405615: GYM102012 E Rikka with Data Structures

As we know, Rikka is poor at data structures. Yuta is worrying about this situation, so he gives Rikka some tasks about data structures to practice. Here is one of them:

Yuta has an array $$$A$$$ with $$$n$$$ numbers, denoted by $$$A[1], A[2], \cdots, A[n]$$$. Then he makes $$$m$$$ operations on it.

There are three types of operations:

• 1 l r k: for each index $$$i$$$ in $$$[l, r]$$$, change the value of $$$A[i]$$$ into $$$(A[i] + k)$$$;
• 2 l r k: for each index $$$i$$$ in $$$[l, r]$$$, change the value of $$$A[i]$$$ into $$$k$$$;
• 3 l r x: Yuta wants Rikka to count the number of different indices $$$y$$$ with $$$l \le y \le r$$$ such that $$$\max\{A[\min\{x, y\}], A[\min\{x, y\}+1], \cdots, A[\max\{x, y\}]\} = \max\{A[x], A[y]\}$$$.

It is too difficult for Rikka.
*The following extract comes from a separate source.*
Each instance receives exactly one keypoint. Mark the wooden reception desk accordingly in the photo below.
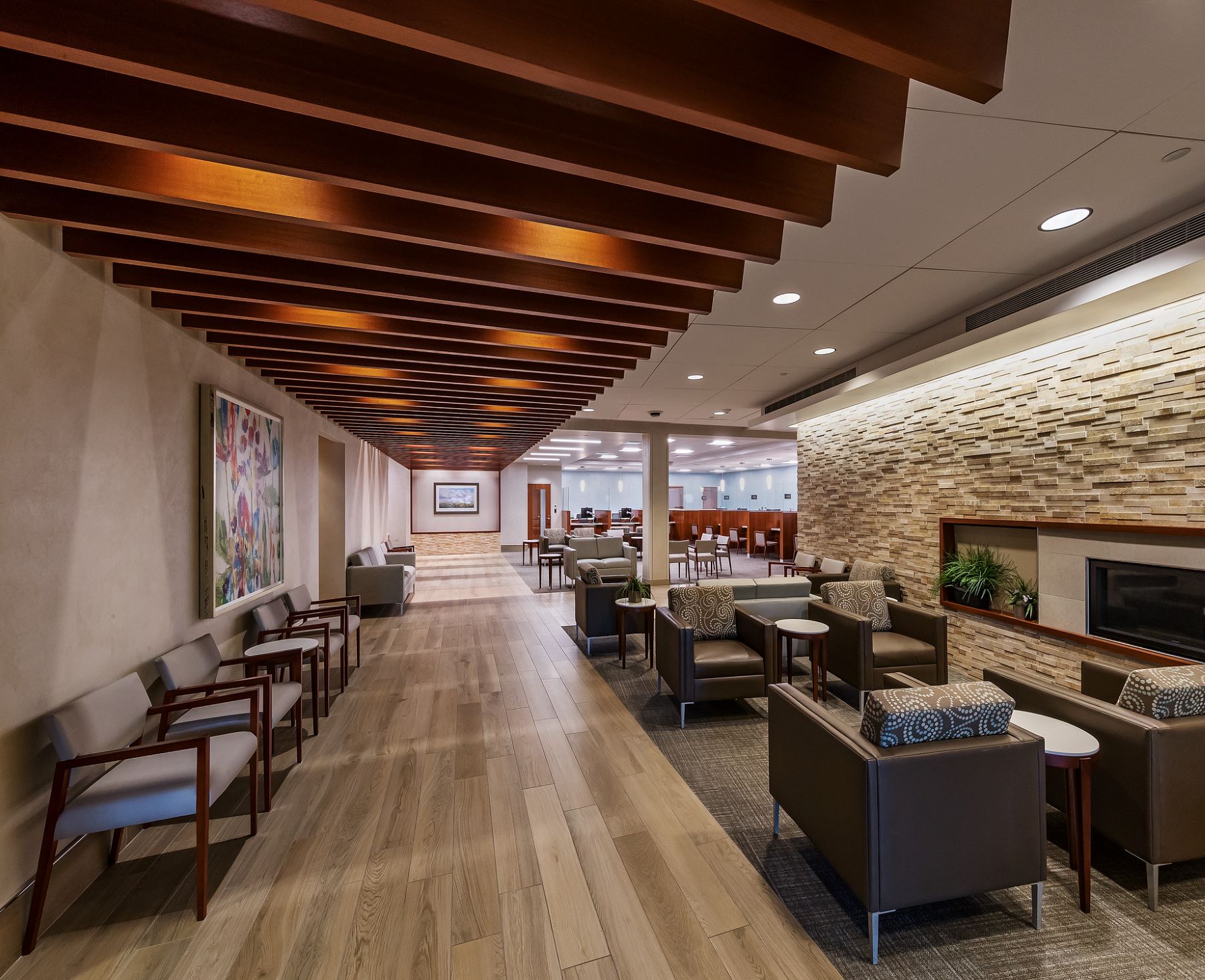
(720, 521)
Can you help her?

The input contains several test cases, and the first line contains a single integer $$$T$$$ ($$$1 \le T \le 200$$$), the number of test cases.
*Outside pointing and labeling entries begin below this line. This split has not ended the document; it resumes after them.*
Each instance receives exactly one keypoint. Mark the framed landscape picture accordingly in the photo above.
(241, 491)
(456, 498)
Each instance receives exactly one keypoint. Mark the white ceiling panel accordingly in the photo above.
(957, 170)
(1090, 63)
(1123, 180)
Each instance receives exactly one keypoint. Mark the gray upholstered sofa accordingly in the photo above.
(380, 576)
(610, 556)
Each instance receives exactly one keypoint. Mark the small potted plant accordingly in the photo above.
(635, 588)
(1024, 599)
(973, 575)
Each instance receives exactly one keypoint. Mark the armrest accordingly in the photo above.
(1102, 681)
For each test case, the first line contains two integers $$$n$$$ ($$$1 \le n \le 10^5$$$) and $$$m$$$ ($$$1 \le m \le 10^5$$$).
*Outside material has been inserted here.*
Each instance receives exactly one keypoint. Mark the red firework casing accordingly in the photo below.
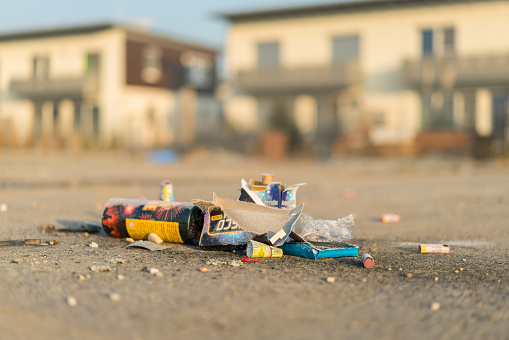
(174, 222)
The second line contains $$$n$$$ integers $$$A[1], A[2], \cdots, A[n]$$$ ($$$1 \le A[i] \le 10^9$$$).

Then $$$m$$$ lines follow, each line of which describes an operation, containing four integers as mentioned above, satisfying $$$1 \le l \le r \le n$$$, $$$1 \le k \le 10^9$$$ and $$$1 \le x \le n$$$.

The input guarantees that there are at most $$$10$$$ test cases with $$$n > 10^3$$$ or $$$m > 10^3$$$.

For each query, an operation of type $$$3$$$, output a single line with a single integer, the answer to this query.

1
10 10
1 3 2 5 2 3 1 6 4 5
3 5 7 8
3 5 7 4
1 1 5 2
3 1 10 4
3 1 10 8
2 8 8 8
3 1 10 8
3 1 10 4
2 4 8 1
3 1 2 10

3
3
10
7
10
8
2